The St John's Chaplaincy is situated in the heart of Casablanca, the largest city in Morocco, with a population of roughly five million inhabitants. The state religion of Morocco is Islam and the most common languages spoken are Moroccan Arabic and French. The number of those who use English as a common language in Casablanca is fairly small, and is made up of primarily Americans, British, Europeans, Asians, Africans and others from various corners of the globe. However, the number of Moroccans who speak English is growing rapidly. There are several British and American primary and secondary schools using English as the language of instruction, along with a British university in Casablanca. In addition, there are countless language schools teaching English to children and professionals.

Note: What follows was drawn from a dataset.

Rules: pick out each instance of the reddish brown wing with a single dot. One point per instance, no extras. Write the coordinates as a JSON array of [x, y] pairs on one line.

Morocco has one of the longest reigning monarchies, which has been in place for over 600 years. This has led to stability but has historically hindered reform. Since the advent of King Mohammed VI in 1999, there have been numerous reforms and many western nations consider Morocco to be one of the top Arab countries seeking democracy. However, the Muslim fundamentalists have made inroads into the poor sectors of society and there is a philosophical battle underway for the future of the country. Morocco managed to escape most of the conflict during “The Arab Spring” which resulted in regime change in several countries of North Africa and the Middle East. King Mohammed VI was pro-active in trying to implement democratic and economic reforms, and since that time Morocco has enjoyed considerable economic growth and stability. Though political tensions between Morocco and Algeria continue to exist, there are many companies who operate in both nations and find profitable relationships across the borders.

The congregation of St John's is made up of all age groups and nationalities. This can be seen on St. John’s electoral roll with 38 members coming from Sub-Sahara Africa, the United States the Philippines, the UK, and Canada. St. John’s serves a diverse community primarily from the broad groups of foreigners living in Casablanca – Expats living/ working in Morocco and subSaharan African immigrants As a result, the church community tends to be somewhat transient. However, there are still many members living permanently in Casablanca that have provided a solid consistency to the congregation. Each Sunday, approximately 90 adults attend the English service at 10:00AM, while about 15 children attend Sunday School. Services include Holy Communion, Morning Prayer, Prayer & Praise. Seasonal services such as Easter and Christmas carols are also celebrated. Apart from the regular services, St. John’s also conducts baptisms, funerals, confirmations, and blessing of marriages/ weddings. All services take place in a Church of England church building, which was built in 1906 and has a capacity of over 150 persons.

General to role:

To fulfil the calling & responsibilities of the clergy as described in the Canons, the Ordinal, the Code of Professional Conduct for the Clergy, and other relevant legislation. To collaborate with the Bishops, Archdeacon, Area Dean and any ordained and lay colleagues in any initiative within the Diocese, Archdeaconry and Deanery. To develop the local chaplaincy’s mission. To ensure the provision of a high standard of worship, preaching and pastoral care.

Roles, tasks, challenges, committees specific to this post:

a. To live an exemplary life, worthy of Christ and his body.

b. To conduct Anglican services in the evangelical tradition, but which are inclusive to the whole spectrum of the Anglican Communion.

c. To ensure that Sunday School is provided for the children.

d. To oversee small group Bible studies and prayer meetings.

e. To ensure that all activities and meetings taking place in the chaplaincy premises are in conformity with Anglican beliefs and practices.

f. To preside over the meetings of the PCC (usually 10 times per year) and the AGM.

g. To provide counseling and assistance to church members (and others as possible).

h. To perform pastoral duties, visiting the sick, etc.

i. To offer charitable assistance on behalf of the church.

j. To administer the benevolent fund.

k. To contact English speaking residents and to welcome them into the church.

l. To visit English speaking prisoners in Casablanca, and in other cities as possible.

m. To build positive channels with other Christian denominations.

n. To attend quarterly meetings of the Council of Churches.